De découverte en découverte : un nouveau bois de source en cours d’expertise
Dans la paysage floristique réunionnais, le bois de source est plutôt commun. C’est même une espèce qui est l’une des premières à coloniser les coulées volcaniques. « Il existe trois bois de source répertoriés à La Réunion », explique Éloi Boyer. « Il y en a deux qui ont été introduits : le bois de chapelet et le bois de source noir qui sont considérés comme des pestes végétales.

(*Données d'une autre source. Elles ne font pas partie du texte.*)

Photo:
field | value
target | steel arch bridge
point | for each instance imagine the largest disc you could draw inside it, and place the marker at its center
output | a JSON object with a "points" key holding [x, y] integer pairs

Il en existe un autre qui est endémique de La Réunion : le bois de source blanc qui se présente en forme de touffe avec des branches qui ploient sous leur propre poids ». Les férus de botanique le désignent sous l’appellation boehmeria stipularis. Les deux autres bois de source sont eux aussi des boehmeria…
Et puis, il y a un autre qui a été découvert le 5 février dernier, quelque part dans l’île (nous tairons volontairement le nom de l’endroit) sur le bord d’un sentier en cours de réhabilitation par une association. Malheureusement, deux souches sur cinq sont déjà mortes. Mais le tenace Éloi Boyer fait remarquer qu’il en existe encore trois de vivantes et ce sont celles-là qui l’intéressent. D’autant que ce bois de source, qui est proche du stipularis par ses feuilles, ses stipules et son inflorescence, présente malgré tout des spécificités. Notamment son port et sa hauteur qui peut atteindre 8 mètres, alors que les plus grands spécimens connus de stipularis ne dépassent guère les quatre mètres. Pour en avoir le cœur net, Éloi Boyer a constitué un herbier et expédié tout le matériel à des scientifiques de Kew en Angleterre à des fins d’expertises. Selon les premières réponses, le boehmeria découvert le 5 février dernier constituerait un cas exceptionnel car, encore une fois, s’il présente des similarités avec le stipularis, il existe des différences importantes. Une fois encore, la nature réunionnaise, si souvent malmenée par l’être humain, démontre que malgré les saccages dont elle a été victime depuis trois siècles, elle est loin d’avoir livré tous ses secrets.